After proceeding through the jungle for what must have been upward of five miles we emerged suddenly into a large clearing in the exact center of which stood as strange an appearing village as one might well imagine.
Large trees had been chopped down fifteen or twenty feet above the ground, and upon the tops of them spherical habitations of woven twigs, mud covered, had been built. Each ball-like house was surmounted by some manner of carven image, which Ja told me indicated the identity of the owner.
Horizontal slits, six inches high and two or three feet wide, served to admit light and ventilation.

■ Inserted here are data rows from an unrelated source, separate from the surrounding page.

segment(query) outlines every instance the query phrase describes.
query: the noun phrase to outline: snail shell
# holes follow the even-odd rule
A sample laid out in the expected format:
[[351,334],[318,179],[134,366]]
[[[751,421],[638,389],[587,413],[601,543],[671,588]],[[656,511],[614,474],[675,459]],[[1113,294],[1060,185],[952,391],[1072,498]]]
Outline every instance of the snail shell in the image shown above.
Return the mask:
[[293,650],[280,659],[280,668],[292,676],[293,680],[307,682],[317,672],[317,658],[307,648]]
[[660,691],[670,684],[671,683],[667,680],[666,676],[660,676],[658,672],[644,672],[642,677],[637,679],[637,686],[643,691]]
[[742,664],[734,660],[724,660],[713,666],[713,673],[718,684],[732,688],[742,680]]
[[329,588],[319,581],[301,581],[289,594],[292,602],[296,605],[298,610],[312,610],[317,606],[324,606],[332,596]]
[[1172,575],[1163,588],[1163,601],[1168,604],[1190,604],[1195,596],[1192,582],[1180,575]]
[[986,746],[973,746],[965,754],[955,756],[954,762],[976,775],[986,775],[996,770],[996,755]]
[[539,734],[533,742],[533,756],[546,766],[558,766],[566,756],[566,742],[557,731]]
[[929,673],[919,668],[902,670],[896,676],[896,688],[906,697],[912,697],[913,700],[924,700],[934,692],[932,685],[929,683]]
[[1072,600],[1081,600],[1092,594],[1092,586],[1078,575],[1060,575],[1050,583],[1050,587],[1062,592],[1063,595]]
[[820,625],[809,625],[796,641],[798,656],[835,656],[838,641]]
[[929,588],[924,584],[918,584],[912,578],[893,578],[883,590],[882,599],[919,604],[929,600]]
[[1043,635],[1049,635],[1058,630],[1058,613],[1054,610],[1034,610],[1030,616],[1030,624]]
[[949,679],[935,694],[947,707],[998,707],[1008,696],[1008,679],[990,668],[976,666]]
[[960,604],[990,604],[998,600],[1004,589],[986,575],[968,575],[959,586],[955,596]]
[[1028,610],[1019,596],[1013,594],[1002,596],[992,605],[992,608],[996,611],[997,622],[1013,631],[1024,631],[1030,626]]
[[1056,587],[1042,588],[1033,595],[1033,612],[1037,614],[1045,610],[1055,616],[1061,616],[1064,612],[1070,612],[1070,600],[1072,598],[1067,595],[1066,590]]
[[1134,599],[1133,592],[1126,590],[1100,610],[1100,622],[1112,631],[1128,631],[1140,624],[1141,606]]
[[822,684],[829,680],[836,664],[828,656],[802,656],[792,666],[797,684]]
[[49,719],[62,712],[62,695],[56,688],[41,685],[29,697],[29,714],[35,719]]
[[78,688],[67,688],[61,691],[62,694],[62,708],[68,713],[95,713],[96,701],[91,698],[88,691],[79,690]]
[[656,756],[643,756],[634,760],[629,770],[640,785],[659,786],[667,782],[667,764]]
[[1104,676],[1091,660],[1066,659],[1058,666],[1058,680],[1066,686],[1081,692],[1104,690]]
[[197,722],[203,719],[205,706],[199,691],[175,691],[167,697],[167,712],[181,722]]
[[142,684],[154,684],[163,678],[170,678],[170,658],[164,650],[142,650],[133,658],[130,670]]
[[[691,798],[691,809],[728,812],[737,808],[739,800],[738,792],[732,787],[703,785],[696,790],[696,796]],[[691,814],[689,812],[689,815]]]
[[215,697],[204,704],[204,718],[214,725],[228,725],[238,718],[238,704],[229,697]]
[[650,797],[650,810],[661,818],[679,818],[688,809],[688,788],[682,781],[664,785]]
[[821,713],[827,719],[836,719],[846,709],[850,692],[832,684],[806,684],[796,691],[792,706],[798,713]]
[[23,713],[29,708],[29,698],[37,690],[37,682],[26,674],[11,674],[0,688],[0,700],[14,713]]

The entrances to the house were through small apertures in the bases of the trees and thence upward by rude ladders through the hollow trunks to the rooms above. The houses varied in size from two to several rooms. The largest that I entered was divided into two floors and eight apartments.
All about the village, between it and the jungle, lay beautifully cultivated fields in which the Mezops raised such cereals, fruits, and vegetables as they required. Women and children were working in these gardens as we crossed toward the village. At sight of Ja they saluted deferentially, but to me they paid not the slightest attention. Among them and about the outer verge of the cultivated area were many warriors. These too saluted Ja, by touching the points of their spears to the ground directly before them.
Ja conducted me to a large house in the center of the village—the house with eight rooms—and taking me up into it gave me food and drink. There I met his mate, a comely girl with a nursing baby in her arms. Ja told her of how I had saved his life, and she was thereafter most kind and hospitable toward me, even permitting me to hold and amuse the tiny bundle of humanity whom Ja told me would one day rule the tribe, for Ja, it seemed, was the chief of the community.
We had eaten and rested, and I had slept, much to Ja’s amusement, for it seemed that he seldom if ever did so, and then the red man proposed that I accompany him to the temple of the Mahars which lay not far from his village. “We are not supposed to visit it,” he said; “but the great ones cannot hear and if we keep well out of sight they need never know that we have been there. For my part I hate them and always have, but the other chieftains of the island think it best that we continue to maintain the amicable relations which exist between the two races; otherwise I should like nothing better than to lead my warriors amongst the hideous creatures and exterminate them—Pellucidar would be a better place to live were there none of them.”
I wholly concurred in Ja’s belief, but it seemed that it might be a difficult matter to exterminate the dominant race of Pellucidar. Thus conversing we followed the intricate trail toward the temple, which we came upon in a small clearing surrounded by enormous trees similar to those which must have flourished upon the outer crust during the carboniferous age.